Why would we say that? It’s just that you can keep throwing a vehicle around like that and not have something nasty happen to it. What’s we found interesting in the little two-seater – has anyone seen that silly blue-suited Smart ad telling the owner of the Blue Smart his lights were on (ouch, but you can have it your way) – is that the tiny tinkercar is a front-engine-rear-drive vehicle which means it should have reasonably good handling, however, when you see the Smart skid around the final turn with its right rear wheel completely off the ground and three tinker-wheels absorbing the pounding, you have to say to yourself “That’s an accident on its way to happen.”
It won’t happen in the commercial, either because of two factors: 1. the drivers are professional and 2. they only run as many takes as they need to make you think they have been doing this all day long. Well, that’s the video advertising game for you, now, isn’t it? Make something seem like it isn’t!
Mercedes does it well – seen the new CUV ads, they make a brick/mortar wall look like so much adobe? (Oh, we’re sorry, it is!!) – but this is beside the point.
The Smart, for our money is one dumb vehicle. It’s almost as dumb as the suicidal Fiats that are throwing themselves off what looks like the cliffs on the Amalfi coast (another story). You see, with its tiny powerplant that you really do have to rev to get any power you can’t do much unless you do have a pretty good downhill run (the ramp is) and long enough to build up the inertia you need.
At other times, all you are trying to do is move a nearly 3,000-pound two-seat vehicle (we kid you not) from point A to B with the best mileage possible from an 8.7 liter gas tank. The problem is the weight. You have lots of weight and lots of transmission and lots of low-level parts to counteract the high roll center (physics being physics, the high roll center will win and you can bet some 17-year-old will try it and find out just how far six or seven stories can be).
The Smart should easily get 50 or 60 mpg, but, instead, it’s happy with its 36 average. That’s a sin in a 95-inch wheelbase, 110-inch vehicle. Granted it is a rather tall vehicle so its wind cheating ability is more on the sailboat side than the ride side, but still, you should expect 45 mpg overall and the Smart just doesn’t do it. Nope, it just doesn’t do it.
Perhaps its time for us to share the real options list with you – it’s a skate key. You see, you buy two and then you roller them down the road.
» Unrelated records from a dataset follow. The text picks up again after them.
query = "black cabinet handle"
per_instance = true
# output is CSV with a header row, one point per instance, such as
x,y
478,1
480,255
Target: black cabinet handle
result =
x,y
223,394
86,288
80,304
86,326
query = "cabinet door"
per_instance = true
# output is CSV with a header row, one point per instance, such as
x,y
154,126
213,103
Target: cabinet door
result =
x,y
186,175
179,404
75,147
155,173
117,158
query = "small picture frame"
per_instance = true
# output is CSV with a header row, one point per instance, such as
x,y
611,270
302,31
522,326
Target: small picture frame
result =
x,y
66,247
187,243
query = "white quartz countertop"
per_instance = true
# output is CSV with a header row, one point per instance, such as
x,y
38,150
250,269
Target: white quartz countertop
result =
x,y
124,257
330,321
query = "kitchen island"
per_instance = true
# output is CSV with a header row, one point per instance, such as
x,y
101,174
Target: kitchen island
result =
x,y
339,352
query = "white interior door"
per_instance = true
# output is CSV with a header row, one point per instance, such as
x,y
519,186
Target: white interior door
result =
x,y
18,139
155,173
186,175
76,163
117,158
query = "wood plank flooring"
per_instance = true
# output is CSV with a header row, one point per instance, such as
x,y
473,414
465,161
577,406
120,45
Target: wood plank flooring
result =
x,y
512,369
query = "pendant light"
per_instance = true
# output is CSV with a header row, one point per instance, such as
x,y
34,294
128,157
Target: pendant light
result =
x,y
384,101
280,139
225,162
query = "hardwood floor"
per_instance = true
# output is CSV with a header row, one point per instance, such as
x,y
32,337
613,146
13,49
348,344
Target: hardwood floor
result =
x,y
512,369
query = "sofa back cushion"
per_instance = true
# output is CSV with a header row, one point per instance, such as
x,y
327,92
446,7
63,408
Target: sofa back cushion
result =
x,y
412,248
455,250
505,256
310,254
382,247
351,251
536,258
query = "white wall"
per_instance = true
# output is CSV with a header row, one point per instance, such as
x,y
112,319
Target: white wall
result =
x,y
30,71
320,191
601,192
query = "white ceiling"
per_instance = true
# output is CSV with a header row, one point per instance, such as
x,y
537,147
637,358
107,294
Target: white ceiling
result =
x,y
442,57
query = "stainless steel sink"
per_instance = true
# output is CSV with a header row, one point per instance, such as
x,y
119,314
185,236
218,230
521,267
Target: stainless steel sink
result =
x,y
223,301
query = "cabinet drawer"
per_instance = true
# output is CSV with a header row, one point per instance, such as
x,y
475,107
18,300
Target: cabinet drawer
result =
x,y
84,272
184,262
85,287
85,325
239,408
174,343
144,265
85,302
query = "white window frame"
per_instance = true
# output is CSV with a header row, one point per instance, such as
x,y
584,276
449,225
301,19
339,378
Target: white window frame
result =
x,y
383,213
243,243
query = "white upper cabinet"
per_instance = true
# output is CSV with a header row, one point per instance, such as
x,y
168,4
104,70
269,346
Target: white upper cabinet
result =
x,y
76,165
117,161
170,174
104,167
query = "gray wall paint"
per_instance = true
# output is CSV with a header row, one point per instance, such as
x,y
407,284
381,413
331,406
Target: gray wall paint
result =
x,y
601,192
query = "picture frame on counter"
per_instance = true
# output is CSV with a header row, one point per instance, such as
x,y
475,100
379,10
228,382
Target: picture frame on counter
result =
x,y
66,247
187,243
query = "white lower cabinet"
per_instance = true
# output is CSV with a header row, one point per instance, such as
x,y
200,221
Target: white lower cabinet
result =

You will develop great wind and leg muscles, but you ‘ll be getting better treatment than then current two-door gives you.
Have you seen the commercial where the Smart is advertised as the only vehicle to have tritium frame for strength? You must have seen it, it’s the commercial where the Chevy Suburban is balanced at its center point on the center support point of the Smart’s roof. Again, don’t believe everything you see because if you line everything up correctly with a professional stress engineering program and you then place the Smart frame on the bottom, while placing the large SUV at exactly the right spot on top, you know what happens? Nothing, at all – just don’t try moving it very far or you’ll have to wonder which way the big SUV will crunch the Smart.